Peran PPN dalam Penerimaan Negara
Kamu mungkin bertanya-tanya, ke mana sih uang PPN itu pergi? Jawabannya: ke kas negara, untuk kemudian digunakan membiayai berbagai program dan layanan publik. Mulai dari membangun infrastruktur, membayar gaji ASN, mendanai pendidikan, hingga membantu subsidi untuk masyarakat kurang mampu.
Faktanya, PPN adalah salah satu penyumbang terbesar dalam penerimaan pajak negara. Karena sifatnya yang luas dan menjangkau hampir seluruh transaksi ekonomi, PPN menjadi sumber pendapatan yang relatif stabil.
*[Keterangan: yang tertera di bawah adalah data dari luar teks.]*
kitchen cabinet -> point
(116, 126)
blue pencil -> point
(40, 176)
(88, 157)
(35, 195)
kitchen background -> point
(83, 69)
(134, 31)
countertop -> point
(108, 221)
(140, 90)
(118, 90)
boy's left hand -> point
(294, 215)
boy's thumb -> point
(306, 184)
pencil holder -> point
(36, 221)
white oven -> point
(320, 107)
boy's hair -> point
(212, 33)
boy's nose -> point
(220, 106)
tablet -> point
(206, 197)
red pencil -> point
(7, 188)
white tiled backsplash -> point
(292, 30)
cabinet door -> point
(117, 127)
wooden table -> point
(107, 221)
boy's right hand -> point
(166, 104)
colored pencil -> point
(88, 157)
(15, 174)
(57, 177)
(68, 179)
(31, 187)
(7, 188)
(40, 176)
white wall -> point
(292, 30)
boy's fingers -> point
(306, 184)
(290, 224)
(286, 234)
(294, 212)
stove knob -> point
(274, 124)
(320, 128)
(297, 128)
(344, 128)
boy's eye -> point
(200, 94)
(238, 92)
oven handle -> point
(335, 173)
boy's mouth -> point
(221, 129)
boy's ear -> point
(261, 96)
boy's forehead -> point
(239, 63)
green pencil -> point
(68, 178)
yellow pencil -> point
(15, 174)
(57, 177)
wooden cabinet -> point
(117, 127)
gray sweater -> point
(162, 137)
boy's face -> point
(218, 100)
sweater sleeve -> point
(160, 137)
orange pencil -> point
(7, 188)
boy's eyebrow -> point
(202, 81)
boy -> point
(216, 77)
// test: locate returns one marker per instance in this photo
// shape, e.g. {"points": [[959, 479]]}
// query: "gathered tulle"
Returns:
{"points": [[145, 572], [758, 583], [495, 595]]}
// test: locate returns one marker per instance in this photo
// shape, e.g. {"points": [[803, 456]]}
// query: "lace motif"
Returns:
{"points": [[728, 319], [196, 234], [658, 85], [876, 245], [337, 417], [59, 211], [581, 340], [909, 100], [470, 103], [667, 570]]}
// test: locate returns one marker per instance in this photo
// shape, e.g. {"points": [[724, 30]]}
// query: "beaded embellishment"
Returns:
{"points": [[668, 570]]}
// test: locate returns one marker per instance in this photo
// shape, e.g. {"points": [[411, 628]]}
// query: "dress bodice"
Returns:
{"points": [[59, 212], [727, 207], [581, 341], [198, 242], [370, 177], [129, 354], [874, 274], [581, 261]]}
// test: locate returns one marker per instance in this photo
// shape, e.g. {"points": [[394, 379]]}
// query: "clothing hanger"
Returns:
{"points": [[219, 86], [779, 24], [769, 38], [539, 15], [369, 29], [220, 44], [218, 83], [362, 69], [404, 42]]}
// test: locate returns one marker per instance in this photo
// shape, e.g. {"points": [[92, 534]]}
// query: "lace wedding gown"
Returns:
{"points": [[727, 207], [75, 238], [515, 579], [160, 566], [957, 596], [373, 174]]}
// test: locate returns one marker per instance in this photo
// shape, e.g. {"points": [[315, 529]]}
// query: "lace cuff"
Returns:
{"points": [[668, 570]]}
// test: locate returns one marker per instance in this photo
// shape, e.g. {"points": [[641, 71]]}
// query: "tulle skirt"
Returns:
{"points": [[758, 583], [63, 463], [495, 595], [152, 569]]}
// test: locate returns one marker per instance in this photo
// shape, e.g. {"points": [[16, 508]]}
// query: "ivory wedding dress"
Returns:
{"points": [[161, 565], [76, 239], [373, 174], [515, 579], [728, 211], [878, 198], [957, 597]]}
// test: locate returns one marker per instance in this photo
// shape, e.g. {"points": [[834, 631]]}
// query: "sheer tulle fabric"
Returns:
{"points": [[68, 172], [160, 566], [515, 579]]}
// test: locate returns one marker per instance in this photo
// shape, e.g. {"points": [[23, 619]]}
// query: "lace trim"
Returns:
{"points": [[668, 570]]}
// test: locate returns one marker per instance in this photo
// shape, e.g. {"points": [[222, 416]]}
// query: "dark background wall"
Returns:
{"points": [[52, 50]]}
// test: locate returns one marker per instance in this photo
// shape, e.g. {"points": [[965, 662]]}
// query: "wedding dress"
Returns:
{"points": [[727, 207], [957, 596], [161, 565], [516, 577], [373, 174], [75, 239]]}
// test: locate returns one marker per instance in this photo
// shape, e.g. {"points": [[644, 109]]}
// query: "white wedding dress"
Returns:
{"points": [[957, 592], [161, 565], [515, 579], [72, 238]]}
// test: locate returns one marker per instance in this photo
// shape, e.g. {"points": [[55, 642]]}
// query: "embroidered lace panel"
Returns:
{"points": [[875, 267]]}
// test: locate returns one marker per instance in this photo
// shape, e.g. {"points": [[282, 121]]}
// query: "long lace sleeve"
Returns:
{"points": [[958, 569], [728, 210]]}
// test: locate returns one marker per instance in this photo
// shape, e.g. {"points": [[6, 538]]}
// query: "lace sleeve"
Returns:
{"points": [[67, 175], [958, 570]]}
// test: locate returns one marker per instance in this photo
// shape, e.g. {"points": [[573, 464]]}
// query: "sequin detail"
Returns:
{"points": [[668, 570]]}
Bahkan ketika kondisi ekonomi sedang tidak terlalu bagus, konsumsi masyarakat tetap berjalan — artinya, PPN tetap mengalir.
Jadi sebenarnya, saat kamu membayar PPN, kamu juga ikut berkontribusi pada pembangunan negara. Mungkin kelihatan kecil, tapi kalau dikumpulkan dari jutaan transaksi, dampaknya luar biasa besar.
Penutup
Jadi, sekarang kamu sudah tahu kan, apa itu Pajak Pertambahan Nilai atau PPN? Pajak ini bukan cuma sekadar angka tambahan di struk belanja, tapi punya peran penting dalam menopang anggaran negara. Kamu sebagai konsumen ikut berkontribusi lewat PPN, sementara pelaku usaha punya tanggung jawab untuk memungut dan melaporkan pajaknya dengan benar.
Kalau kamu punya usaha, pastikan juga kamu paham betul kewajiban PPN ini. Mulai dari pengukuhan sebagai PKP, pembuatan e-faktur, hingga pelaporan dan pembayaran tepat waktu. Karena ketaatan pajak bukan cuma soal patuh pada aturan, tapi juga soal ikut menjaga keberlangsungan pembangunan.
Lain kali kalau kamu belanja dan lihat tulisan “PPN 11%”, jangan ngedumel dulu. Ingat aja, kamu lagi ikut nyumbang buat bangun jalan, sekolah, rumah sakit, dan banyak hal baik lainnya di negeri ini.